Seattle's Real Underage Problem? Clearly, Hanna Olson would not enjoy this blog either.
Okay, y'all, let me break it down for you.
First, it's not illegal to have a baby in a bar that has a distinct and seperate bar area. Obviously, Will isn't all up in his Graco sitting on the bar next to your tequila shots and packs of Camels. If there isn't a "No Minors" sign on the front door, your baby is in. Wouldn't it be nice if there was some "No Assholes" policy that had to be abided in the same manner?

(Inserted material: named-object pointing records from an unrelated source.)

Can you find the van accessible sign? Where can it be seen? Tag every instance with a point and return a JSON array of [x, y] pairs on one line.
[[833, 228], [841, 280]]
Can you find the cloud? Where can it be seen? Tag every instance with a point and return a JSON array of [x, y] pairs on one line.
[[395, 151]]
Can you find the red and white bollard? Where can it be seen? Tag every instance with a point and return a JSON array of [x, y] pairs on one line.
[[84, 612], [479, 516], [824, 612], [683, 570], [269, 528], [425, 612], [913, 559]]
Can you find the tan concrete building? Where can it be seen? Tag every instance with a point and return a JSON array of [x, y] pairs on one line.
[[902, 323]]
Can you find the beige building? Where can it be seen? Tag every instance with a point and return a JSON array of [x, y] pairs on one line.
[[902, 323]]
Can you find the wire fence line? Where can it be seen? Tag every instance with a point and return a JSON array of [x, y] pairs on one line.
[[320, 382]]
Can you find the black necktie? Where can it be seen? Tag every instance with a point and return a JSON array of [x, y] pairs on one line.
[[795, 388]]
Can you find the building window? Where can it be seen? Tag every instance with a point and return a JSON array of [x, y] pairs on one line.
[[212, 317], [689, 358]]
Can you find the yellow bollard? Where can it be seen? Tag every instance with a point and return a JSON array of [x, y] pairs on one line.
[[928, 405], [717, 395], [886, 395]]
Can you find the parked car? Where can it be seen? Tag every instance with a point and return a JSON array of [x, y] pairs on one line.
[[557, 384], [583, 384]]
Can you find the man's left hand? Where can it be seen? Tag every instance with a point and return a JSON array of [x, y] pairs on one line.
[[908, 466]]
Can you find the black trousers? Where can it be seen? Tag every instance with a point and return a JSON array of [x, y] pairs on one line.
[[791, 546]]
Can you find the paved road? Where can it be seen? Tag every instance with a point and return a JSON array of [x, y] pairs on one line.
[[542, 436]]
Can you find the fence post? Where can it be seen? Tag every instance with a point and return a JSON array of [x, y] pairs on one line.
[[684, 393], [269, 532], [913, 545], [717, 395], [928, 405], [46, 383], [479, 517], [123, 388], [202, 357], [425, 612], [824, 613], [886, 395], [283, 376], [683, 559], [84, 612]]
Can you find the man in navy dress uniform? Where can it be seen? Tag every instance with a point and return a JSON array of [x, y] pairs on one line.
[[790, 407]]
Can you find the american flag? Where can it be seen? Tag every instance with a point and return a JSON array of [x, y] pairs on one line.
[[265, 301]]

Now, I understand that you're not enjoying your PBR if my kid is screaming his face off next to you. I'M not enjoying my wine if my kid is screaming his face off next to me, trust. We're going to hightail it out of that joint as soon as this happens. Or, one of us (and by one of us, I mean Tim) will be heading outside to calm the kid. Now if only you could do the same for your drunk-off-his-ass friend who won't stop screaming during his pool game or hitting on me when I go to the loo.
And seriously, let ME worry about the decibel level and the appropriateness of my kid watching you make a fool out of yourself after your third car bomb. He's seen worse.
Also, consider the state of the parents of this city. If stopping into Naked City for a beer during our Saturday evening walk helps keep us normal, sane and not-constantly-baby-talking parents, isn't this actually doing Seattle a service? If not Seattle, then at least the folks that interact with us on an every day basis.
Finally, if my baby is at a table next to you, chillaxing quietly in his Manny's onesie, among the dull roar of voices, the punk jukebox, and the clink of pint glasses, think about this. My kid at 6 weeks is already cooler than you'll ever be. True story.